详见：http://stackoverflow.com/questions/17016175/c-unordered-map-using-a-custom-class-type-as-the-key

对于JAVA，需要对HashMap重定义equals()与hashCode()。

e.g Find a line which passes the most number of points.
使用hashtable分类的问题，往往也可以用排序来解决，取决于对时间复杂度和空间复杂度的要求。sorting（排序）即分类。
string的语言细节 ( Java: StringBuilder, stringBuffer与String )
reverse string or array （经常用到的piece of code）
(1) 用头尾两个指针，相向遍历，swap元素（不适用于数据流）
(2) 顺序遍历元素，push入stack，再依次pop。(或者递归)
String matching (推荐使用Rabin-Karp算法)
将每一个匹配子串映射为一个hash值。例如，将子串看做一个多进制数，计算它的值与目标字符串的hash值比较，如果相同，再比较两个字符串是否相同。顺序shift过程中，可以增量计算hash值（扣除最高位，增加最低位）。因此能在average case下做到O(m+n)。
2-D array, 总是推荐用collection(vector of vector) 而不是C-style

4.2 数组与哈希表问题

1.统计一个元素集中元素出现的次数，用Hash Table，即std::unordered_map或std::map。只统计元素出现与否的问题，可以用bitvector即bitset，二进制数来记录。

e.g. 1 Implement an algorithm to determine if a string has all unique characters. (也可以用排序)
e.g. 2 Write a method to decide if one string is a permutation of the other. (也可以用sorting，不仅把相等的放在一起，更会有序地把相近地放到一起）
e.g. 3 Given a newspaper and message as two strings, check if the message can be composed using letters in the newspaper.(Google interview)
（只需要找到match_cnt == count(message)就可以了）

2. 处理vector，array或string问题的几点细节：

a.数组或string内前驱subproblem推出problem的问题，总是以 $[0,i]$ 为范围，检索前驱节点 $j$ 求解当前节点。如果只是检索特定的value，则可以用将当前value作为key建立hash table（value取决于你需要什么前驱子问题的信息），使得后驱节点每次检索的复杂度降低到 $O(1)$ 。实际上类似于dynamic programming的思维方式，记录前驱节点的信息，用空间换取重新扫描需要的时间。

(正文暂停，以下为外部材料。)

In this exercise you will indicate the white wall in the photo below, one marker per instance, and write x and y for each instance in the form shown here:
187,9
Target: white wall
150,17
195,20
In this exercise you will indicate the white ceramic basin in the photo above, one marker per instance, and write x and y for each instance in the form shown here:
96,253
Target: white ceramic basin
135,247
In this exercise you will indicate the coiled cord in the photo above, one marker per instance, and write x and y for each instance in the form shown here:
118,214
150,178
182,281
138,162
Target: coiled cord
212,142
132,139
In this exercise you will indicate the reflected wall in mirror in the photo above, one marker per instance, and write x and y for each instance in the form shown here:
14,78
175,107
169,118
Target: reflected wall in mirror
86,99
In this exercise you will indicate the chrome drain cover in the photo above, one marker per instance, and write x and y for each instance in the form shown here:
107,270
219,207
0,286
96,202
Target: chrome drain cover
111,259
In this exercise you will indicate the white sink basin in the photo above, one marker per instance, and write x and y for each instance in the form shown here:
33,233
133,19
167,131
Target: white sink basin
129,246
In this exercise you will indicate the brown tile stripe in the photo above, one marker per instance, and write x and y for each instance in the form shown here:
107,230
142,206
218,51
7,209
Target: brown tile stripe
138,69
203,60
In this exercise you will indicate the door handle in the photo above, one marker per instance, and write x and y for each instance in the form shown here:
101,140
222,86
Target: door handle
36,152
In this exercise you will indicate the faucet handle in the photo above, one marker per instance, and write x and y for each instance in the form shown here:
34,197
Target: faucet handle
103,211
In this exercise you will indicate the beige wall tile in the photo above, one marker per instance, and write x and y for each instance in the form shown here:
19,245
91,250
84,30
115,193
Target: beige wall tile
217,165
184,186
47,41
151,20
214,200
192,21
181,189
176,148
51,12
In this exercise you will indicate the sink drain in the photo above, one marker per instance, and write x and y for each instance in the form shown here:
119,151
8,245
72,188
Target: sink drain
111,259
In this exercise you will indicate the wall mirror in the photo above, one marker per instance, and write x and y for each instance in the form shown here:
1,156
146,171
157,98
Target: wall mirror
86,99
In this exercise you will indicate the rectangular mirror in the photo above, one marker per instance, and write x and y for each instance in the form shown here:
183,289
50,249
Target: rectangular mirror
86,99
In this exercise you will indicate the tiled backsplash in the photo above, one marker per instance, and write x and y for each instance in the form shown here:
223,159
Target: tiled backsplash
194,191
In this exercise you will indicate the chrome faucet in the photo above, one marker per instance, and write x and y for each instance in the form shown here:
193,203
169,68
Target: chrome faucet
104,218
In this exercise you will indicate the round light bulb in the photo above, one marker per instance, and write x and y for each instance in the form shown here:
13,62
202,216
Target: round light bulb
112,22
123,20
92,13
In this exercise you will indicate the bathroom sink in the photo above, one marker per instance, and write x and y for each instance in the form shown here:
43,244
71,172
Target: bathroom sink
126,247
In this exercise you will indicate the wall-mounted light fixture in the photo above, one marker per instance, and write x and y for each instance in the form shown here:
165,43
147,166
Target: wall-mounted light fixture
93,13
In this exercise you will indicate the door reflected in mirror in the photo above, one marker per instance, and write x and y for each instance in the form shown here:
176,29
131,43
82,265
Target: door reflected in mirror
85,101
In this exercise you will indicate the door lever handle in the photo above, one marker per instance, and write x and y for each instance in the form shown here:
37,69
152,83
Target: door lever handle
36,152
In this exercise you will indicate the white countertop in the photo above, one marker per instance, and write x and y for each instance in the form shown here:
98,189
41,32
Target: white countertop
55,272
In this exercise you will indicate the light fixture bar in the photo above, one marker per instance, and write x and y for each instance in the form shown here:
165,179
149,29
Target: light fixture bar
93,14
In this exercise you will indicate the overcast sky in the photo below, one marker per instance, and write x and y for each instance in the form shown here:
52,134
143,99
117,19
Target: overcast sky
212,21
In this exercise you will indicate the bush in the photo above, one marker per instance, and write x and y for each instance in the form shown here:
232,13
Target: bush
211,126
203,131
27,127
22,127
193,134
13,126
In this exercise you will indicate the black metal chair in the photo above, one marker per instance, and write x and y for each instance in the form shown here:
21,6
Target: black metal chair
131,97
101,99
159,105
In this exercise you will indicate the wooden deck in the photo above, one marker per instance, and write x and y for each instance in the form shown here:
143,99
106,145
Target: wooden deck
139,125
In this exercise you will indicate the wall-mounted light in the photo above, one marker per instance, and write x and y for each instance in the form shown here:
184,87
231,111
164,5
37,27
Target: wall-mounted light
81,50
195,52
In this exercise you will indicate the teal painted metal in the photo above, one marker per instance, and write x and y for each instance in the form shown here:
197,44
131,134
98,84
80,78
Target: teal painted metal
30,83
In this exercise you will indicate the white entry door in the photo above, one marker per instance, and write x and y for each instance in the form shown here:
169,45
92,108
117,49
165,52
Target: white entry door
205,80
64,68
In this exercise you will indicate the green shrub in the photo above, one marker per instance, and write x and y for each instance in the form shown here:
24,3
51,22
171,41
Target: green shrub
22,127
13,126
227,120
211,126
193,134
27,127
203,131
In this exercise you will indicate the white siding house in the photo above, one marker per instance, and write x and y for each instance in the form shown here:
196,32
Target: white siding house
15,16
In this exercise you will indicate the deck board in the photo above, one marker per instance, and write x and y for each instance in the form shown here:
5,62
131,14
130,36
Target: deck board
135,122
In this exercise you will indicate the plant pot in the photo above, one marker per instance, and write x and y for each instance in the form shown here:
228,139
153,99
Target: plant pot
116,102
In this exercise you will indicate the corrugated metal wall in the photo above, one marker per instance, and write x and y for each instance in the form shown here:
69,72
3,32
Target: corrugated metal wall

e.g.1 Given an array of integers, find two numbers such that they add up to a specific number.(Leetcode: 2Sum) （也可以用排序）

sum = 6
[1, 3, 5, 7, 6]

e.g.2 Given an unsorted array of integers, find the length of the longest consecutive elements sequence. (Leetcode: Longest Consecutive Sequence)

Given [6, 4, 8, 1, 3, 2，7],
The longest consecutive elements sequence is [1, 2, 3, 4]. Return its length: 4.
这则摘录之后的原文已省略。